🤖 AI Summary
Hybrid Mixture-of-Agents (MoA) methods implicitly assume that model diversity inherently improves performance over single-model baselines. This work systematically investigates the efficacy boundaries of multi-LLM ensembling under this assumption.
Method: We propose Self-MoA—a novel paradigm that enhances a single state-of-the-art LLM via iterative sampling, output re-ranking, and weighted aggregation—eliminating reliance on heterogeneous model collaboration inherent in conventional MoA.

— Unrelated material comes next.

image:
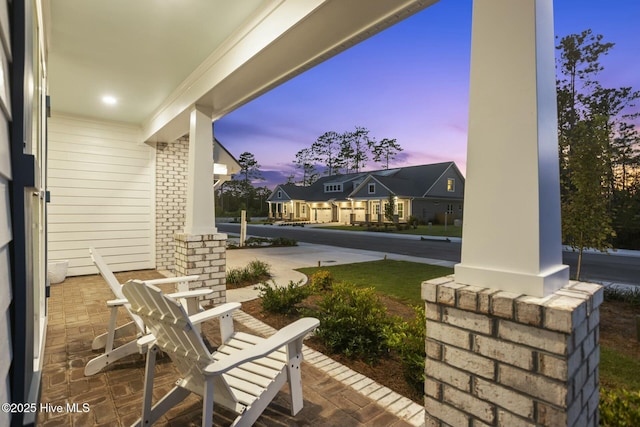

Contribution/Results: We demonstrate that output quality dominates model diversity as the primary driver of ensemble performance. We further design a scalable sequential aggregation variant and validate across AlpacaEval 2.0, MMLU, CRUX-Eval, and MATH. Self-MoA outperforms standard MoA by +6.6% on AlpacaEval 2.0 and +3.8% on average across benchmarks, enabling top-tier models to achieve leaderboard supremacy on AlpacaEval 2.0.
📝 Abstract
Ensembling outputs from diverse sources is a straightforward yet effective approach to boost performance. Mixture-of-Agents (MoA) is one such popular ensemble method that aggregates outputs from multiple different Large Language Models (LLMs). This paper raises the question in the context of language models: is mixing different LLMs truly beneficial? We propose Self-MoA -- an ensemble method that aggregates outputs from only the single top-performing LLM. Our extensive experiments reveal that, surprisingly, Self-MoA outperforms standard MoA that mixes different LLMs in a large number of scenarios: Self-MoA achieves $6.6%$ improvement over MoA on the AlpacaEval 2.0 benchmark, and an average of $3.8%$ improvement across various benchmarks, including MMLU, CRUX, and MATH. Applying Self-MoA to one of the top-ranking models in AlpacaEval 2.0 directly achieves the new state-of-the-art performance on the leaderboard. To understand the effectiveness of Self-MoA, we systematically investigate the trade-off between diversity and quality of outputs under various MoA settings. We confirm that the MoA performance is rather sensitive to the quality, and mixing different LLMs often lowers the average quality of the models. To complement the study, we identify the scenarios where mixing different LLMs could be helpful. This paper further introduces a sequential version of Self-MoA, that is capable of aggregating a large number of LLM outputs on-the-fly over multiple rounds, and is as effective as aggregating all outputs at once.